On the surface, My Rock ’n’ Roll Friend is a biography-memoir. But Tracey Thorn’s story of Lindy Morrison, best-known as the drummer in Australian indie-rock band The Go-Betweens, is also an ambush on received music history. It is about sexism, redress and who is allowed to give definitive accounts.
The Go-Betweens’ heyday was the 1980s. They were all jangly guitars and bookish, introspective lyrics about love and girls. Like many clever but reticent pop bands, they were sidelined by the euphoric force of the Smiths, with whom they shared a UK label. But they were also talented, acclaimed and achieved cult status — not least in the US.
Five years ago, frontman Robert Forster wrote Grant & I, a well-received memoir about his creative partnership with Grant McLennan, with whom he founded the band in 1977. Their songwriting bromance lasted three decades until McLennan’s death in 2006.
In Forster’s book, Morrison has not much more than a walk-on part. She is older than the founding members and his girlfriend for a while, but is mostly a hired hand who “fitted the group’s unorthodox story” and allowed them to stand out in a sea of fey, indie boy-men. A woman on drums was transgressive and made The Go-Betweens more interesting. But the title of Forster’s book made clear who he thought was important.
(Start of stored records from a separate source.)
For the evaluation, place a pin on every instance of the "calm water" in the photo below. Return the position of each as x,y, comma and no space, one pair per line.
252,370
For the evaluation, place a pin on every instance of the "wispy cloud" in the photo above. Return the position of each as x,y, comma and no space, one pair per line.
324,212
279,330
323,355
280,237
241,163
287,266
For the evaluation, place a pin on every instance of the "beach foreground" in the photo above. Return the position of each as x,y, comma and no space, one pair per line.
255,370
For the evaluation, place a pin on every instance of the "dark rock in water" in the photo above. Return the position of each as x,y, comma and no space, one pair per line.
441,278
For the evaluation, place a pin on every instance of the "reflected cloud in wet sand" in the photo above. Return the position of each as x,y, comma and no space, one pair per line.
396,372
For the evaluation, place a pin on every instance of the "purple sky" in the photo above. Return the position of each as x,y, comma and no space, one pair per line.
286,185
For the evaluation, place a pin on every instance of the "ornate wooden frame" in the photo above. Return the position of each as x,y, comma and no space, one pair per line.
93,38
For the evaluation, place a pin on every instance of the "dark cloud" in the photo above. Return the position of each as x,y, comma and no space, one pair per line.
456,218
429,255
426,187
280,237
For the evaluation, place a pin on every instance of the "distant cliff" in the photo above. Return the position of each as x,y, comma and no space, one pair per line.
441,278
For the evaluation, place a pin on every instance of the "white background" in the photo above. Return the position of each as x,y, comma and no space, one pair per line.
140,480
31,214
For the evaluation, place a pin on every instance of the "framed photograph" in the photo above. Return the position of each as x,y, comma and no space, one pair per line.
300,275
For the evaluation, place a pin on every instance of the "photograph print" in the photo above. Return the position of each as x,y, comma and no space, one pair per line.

Thorn sees things differently. In My Rock ’n’ Roll Friend she suggests Forster revised The Go-Betweens’ story to undermine Morrison’s contribution, diminish Morrison’s power and “ultimately reframe [Forster and McLennan] as always having been a duo”.
To complicate matters, Thorn casts herself as narrator amid all this dysfunction, “both outside and inside this story”. She, too, is a successful musician with the platinum-selling Everything but the Girl in the 1980s and 1990s. She has since become a best-selling memoir writer.
Morrison and Thorn have been friends for nearly 40 years, and the book draws on their letters, diaries and accounts from others to reframe the sidelined woman as the beating heart of The Go-Betweens: talented, driven, magnetic. It is clear Thorn thinks the band would not have troubled history without Morrison. This woman was “a revelation” full of “unkillable energy”. For Thorn, Morrison was The Go-Betweens.
The author’s anger on Morrison’s behalf is barely contained — though she does contain it. Her history of an acclaimed but frustrated band is compelling, and Thorn’s emotional investment lends force to her argument about how women’s contributions to music history — from Ronnie Spector to Yoko Ono or Angie Bowie — are ignored. But Thorn’s unwavering affection for her subject raises another question: how reliable a narrator is she?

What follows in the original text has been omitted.